Accordingly, we started with selection protocols for these two steroids, DOG [1] and DIS [2], as described before, but with three modifications: (1) We increased the complexity and size of the available binding pockets by using oligonucleotide libraries with larger (N₂₂) randomized regions and one constant stem (Supplementary Fig. 1B). With these libraries, we have reasonable coverage of DNA-based receptor-space in individual selections.
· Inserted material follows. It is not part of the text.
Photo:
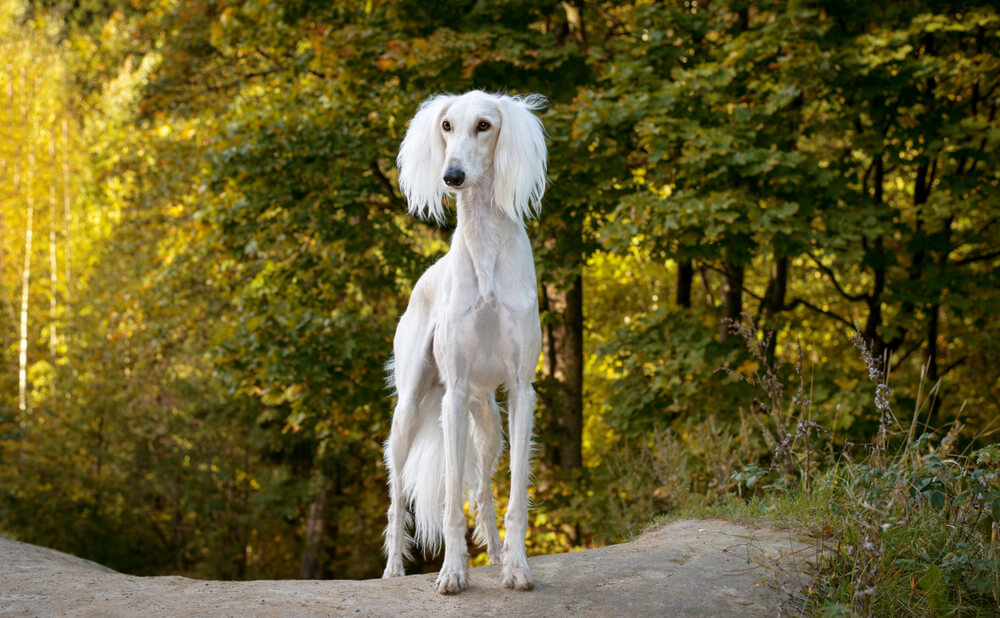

By fixing two stems, we biased selections towards the junctions, while simultaneously leaving sufficiently long random regions to allow alternative folds, if favored by evolutionary pressures. (2) We introduced stringent counter-selections with non-targets at high-concentrations in every cycle of selection to minimize receptors recognizing both steroids (e.g., TWJs). Nevertheless, due to the stochastic nature of binding, the abundance of junction motifs, and existence of slowly equilibrating alternative conformations that may kinetically protect TWJs from initial counter-selections, it may not be impossible to eliminate cross-reactivity completely. (3) We introduced gradual decreases in target concentrations as selections progressed. Because more complex binding pockets capture larger hydrophobic areas, we expected hydrophobic targets to be more tightly bound and thus, aptamers with higher affinities would be selected. These three rational modifications of the selection protocols recapitulate best practices of past solid-state selections now applied to solution-phase selections.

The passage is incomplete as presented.